Para o escritor, o Brasil vive um momento "escatológico": "Se você juntar tudo que houve, desde a corrupção de faquinhas, espelhinhos e conchinhas quando Cabral chegou aqui em 1500, desde aquela época, nunca houve uma corrupção igual à que está acontecendo agora. Corrupção institucional".
Yves foi o organizador da Marcha pela Dignidade Nacional em Brasília, que contou com a participação de aproximadamente 150 pessoas. Antes solitário na empreitada de limpar a política brasileira, ele hoje participa da lista de discussão do movimento Reforma Brasil. Para ele, no entanto, o mais importante é o objetivo da organização: "Podia ser ‘abaixo Lula’ ou ‘fora com a canalha’, eu entraria de qualquer jeito. O importante é a diretriz do movimento".
Indignação online
O escritor Yves Hublet e todos os outras mil pessoas cadastradas no Reforma Brasil, além dos 18.500 que participam do Corrupção Zero, estão ligados pelo mundo online. Eles utilizam a internet como espaço de comunicação. As caixas de mensagem estão sempre lotadas porque o debate de idéias e a organização das ações acontecem geralmente por meio das listas de e-mail. Quase nada se discute por telefone. "São pelo menos 300 e-mails por dia", conta Sinval Silva, do Corrupção Zero. "Recebi mais de 5 mil e-mails por conta da Marcha da Dignidade Nacional", diz Gabriela, do Reforma Brasil.
Além das centenas de mensagens eletrônicas, há também um número espantoso de comunidades do Orkut, site de relacionamento da WEB, relacionadas a movimentos de cidadãos indignados. A comunidade formada para divulgar a marcha, por exemplo, tem 3.129 membros. Lá, encontra-se a indicação para várias outras comunidades com significativo número de integrantes: E-indignação (7.467 membros), Reforma política (1.613 membros), Repúdio à ignorância política (28.245 membros) ou Apartidário sim (3.123 membros).

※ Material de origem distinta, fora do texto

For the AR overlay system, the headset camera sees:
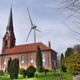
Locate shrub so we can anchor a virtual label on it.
[26,65,36,77]
[19,68,25,75]
[0,70,4,76]
[61,65,67,72]
[19,68,27,78]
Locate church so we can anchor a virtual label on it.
[0,8,57,70]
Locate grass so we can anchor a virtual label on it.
[0,70,73,80]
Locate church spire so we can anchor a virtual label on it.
[6,6,13,31]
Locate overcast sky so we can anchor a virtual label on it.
[0,0,80,53]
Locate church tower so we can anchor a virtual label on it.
[2,7,16,53]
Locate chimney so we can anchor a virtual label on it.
[48,41,51,49]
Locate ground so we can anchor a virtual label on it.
[0,71,73,80]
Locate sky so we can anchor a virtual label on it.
[0,0,80,54]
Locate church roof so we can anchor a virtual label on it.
[3,42,50,55]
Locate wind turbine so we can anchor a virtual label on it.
[26,8,41,43]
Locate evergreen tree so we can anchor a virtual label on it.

Também há sites para todos os gostos. Alguns têm propostas inusitadas, como a do movimento e-indiganção (www.e-indignacao.com.br). Criado em agosto de 2005, ele convoca os brasileiros a participarem de uma caminhada virtual rumo a Brasília contra a corrupção. A cada participante cadastrado, a caminhada avança 2 metros. O percurso tem 1.012 km, distância de São Paulo a Brasília e será necessária a participação de 506 mil brasileiros para completá-lo. O objetivo, segundo informações do site, é utilizar a internet como forma de mobilização popular para manifestar a indignação de todos os brasileiros com relação aos fatos de corrupção mais recentes.
O professor Antônio Flávio Testa acredita que, apesar de o acesso à internet estar restrito a uma parcela relativamente pequena da população brasileira, seu uso é cada vez maior e mais importante: "A participação online vai ter um peso significativo nas eleições deste ano. E já teve um desempenho muito significativo no referendo sobre o desarmamento. Cada vez mais, em todo mundo, a internet se transforma numa estrutura de poder, de formação de opinião".
A audiência crescente da internet parece confirmar as palavras de Testa. No mundo, a rede já conta com mais de 1 bilhão de usuários que a acessam de casa. No Brasil, segundo o Ibope NetRatings, 14,1 milhões de pessoas acessaram a internet em seus domicílios no último mês de março. Considerando aqueles que têm acesso à WEB no trabalho, em instituições de ensino e outros locais, o total de usuários brasileiros é estimado hoje em mais de 30 milhões de pessoas.